Let's be honest: Life can be really hard — and sometimes people develop little personality traits or habits to make them better equipped to handle the hardships.
The answers were incredibly honest and thoughtful — so we gathered several for you to read below.
1. "The ability to not take things personally — and instead, maintain a healthy level of indifference."
2. "Self-expression. I used to be stoic and less emotional. I used to appear far more stable and more resilient. I'd dissociate from my own emotions at the drop of a hat in order to function better. But the problem was that I was so out of touch with my own emotions that 99% of my life was about reacting and surviving. I had no idea what I liked or what I wanted. I didn't like myself, or my life, or the world. In the past few years, I've been paying more attention to me. Being more selfish. Expressing my femininity. Crying in front of people. Dancing in public. The thing is, if you saw me then versus now, you'd probably infer that I'm less stable than before. Weaker. More sensitive. But I'm actually learning to feel my feelings."
"This makes me stronger because I actually have motivation now. I actually want to make a good life for myself and don't want to settle for a tolerable existence anymore."
"If you can think of that critical voice as a persona, and find a way to make peace with it, that'll turn its volume down. So, rather than taking what that voice says to heart, or pushing it away, it's more like a gentle correction.
Example: inner voice says, 'That was a dumb thing to say, and no one likes you.' You gently correct, 'It was perfectly fine to say in that conversation, and actually, I'm loved.' It may sound a little like two voices talking, but you know that's kind of how it feels. And if you think of that critical voice as not you, it can help create distance."
4. "I'm not sure if it's a personality trait, but I've been living my life operating under the idea that failure has lessons that we can only learn from by first acknowledging the failure, and then trying to grow from there."

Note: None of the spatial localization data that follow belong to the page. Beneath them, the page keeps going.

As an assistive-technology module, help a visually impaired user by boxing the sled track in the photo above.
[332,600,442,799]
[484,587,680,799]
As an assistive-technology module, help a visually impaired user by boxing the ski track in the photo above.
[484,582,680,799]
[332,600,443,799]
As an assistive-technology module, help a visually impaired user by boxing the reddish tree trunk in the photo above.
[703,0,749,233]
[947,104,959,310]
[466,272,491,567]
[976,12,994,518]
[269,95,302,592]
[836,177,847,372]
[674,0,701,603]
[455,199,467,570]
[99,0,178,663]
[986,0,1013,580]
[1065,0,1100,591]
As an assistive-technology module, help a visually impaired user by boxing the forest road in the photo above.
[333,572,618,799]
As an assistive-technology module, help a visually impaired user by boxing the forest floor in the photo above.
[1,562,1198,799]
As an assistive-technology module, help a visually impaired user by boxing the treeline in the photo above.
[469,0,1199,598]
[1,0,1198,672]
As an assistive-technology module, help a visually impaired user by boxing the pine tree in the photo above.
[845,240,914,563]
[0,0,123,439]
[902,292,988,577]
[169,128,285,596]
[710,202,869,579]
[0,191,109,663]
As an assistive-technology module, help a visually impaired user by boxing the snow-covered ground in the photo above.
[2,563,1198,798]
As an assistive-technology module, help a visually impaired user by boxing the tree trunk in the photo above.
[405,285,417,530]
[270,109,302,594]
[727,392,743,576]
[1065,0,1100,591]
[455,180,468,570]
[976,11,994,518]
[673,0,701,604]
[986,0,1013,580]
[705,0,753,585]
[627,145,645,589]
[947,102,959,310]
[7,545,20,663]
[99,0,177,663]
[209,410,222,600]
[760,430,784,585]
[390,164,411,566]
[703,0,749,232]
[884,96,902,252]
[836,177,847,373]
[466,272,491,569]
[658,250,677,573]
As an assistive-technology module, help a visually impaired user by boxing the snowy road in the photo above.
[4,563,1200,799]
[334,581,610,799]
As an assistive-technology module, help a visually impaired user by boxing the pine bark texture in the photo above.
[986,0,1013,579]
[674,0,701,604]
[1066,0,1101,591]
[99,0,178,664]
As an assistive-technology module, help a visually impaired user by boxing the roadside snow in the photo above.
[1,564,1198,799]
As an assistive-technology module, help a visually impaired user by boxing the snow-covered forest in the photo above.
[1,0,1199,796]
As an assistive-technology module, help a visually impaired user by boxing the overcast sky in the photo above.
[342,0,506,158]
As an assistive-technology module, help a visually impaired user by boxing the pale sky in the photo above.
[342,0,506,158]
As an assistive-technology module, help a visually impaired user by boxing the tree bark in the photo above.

5. "Firmness. I had to learn to be firm in my boundaries, firm in asking for my needs and wants, firm in establishing myself as someone who deserves respect."
6. "The older I get, the less I seem to care. Especially in regards to people. I just carry on and mind my own business."
"This. Older women in my life always told me that they gave fewer and fewer fucks from about 30 onwards. Now that I'm in my early 30s, I feel like they were right. I think as you get more comfortable and secure with yourself, other things start to fall into place a little more easily.
I'm no longer trying to force relationships, I'm more willing to walk away from things that are draining me, and I just overall feel like I have a better handle on life than I did 10 years ago. It's great!"
7. "The ability to tell myself to shut up when I start overthinking has been valuable to me recently. There’s no point spending hours staring at a wall and thinking about how sad and depressing life is when you could just…not. I’m good at sending myself in to a spiral but being able to maintain self-discipline and distract yourself is vital."
8. "Being decisive. Many of my friends will be wishy-washy about decisions for hours. I used to be like that, but I think the ability to just make a decision and stick with it is very, very useful for tricky situations. I still have a lot to learn, though."
9. "The ability to take criticism and feedback in the spirit in which it was given, especially in my relationships."
"My boyfriend and I give each other a hard time sometimes, just joking around, but I went too far the other day and joked about something I didn't know he was insecure about and hurt his feelings. He told me he didn't like what I had said, so I apologized and gave him a hug and thanked him for telling me so I could avoid that topic in the future.
He cried and thanked me for understanding and not getting defensive because he has never been with someone that reacted positively when confronted with their own bad behavior."
10. "Learning to say no, and choosing to ignore dumb people instead of arguing with them."
11. "It's allowing myself to feel negative emotions. My first instinct every time when I feel sadness or tears coming is to push it away, not accept it. Now, I have learned to say to myself, 'It's OK to feel sad; it's OK to cry.' All that suppressed unhappiness did me a lot of harm in the past, of course, and it took me a long time to accept that I was entitled to feel upset about upsetting things."
"No prizes for guessing where it came from: a childhood where tears were scorned and the only emotion ever expressed by adults was anger, even though the kids were severely punished for that, of course.
It's such a relief to not be a tyrant to myself about emotions anymore. I feel so much stronger for it because they don't get suppressed and fester."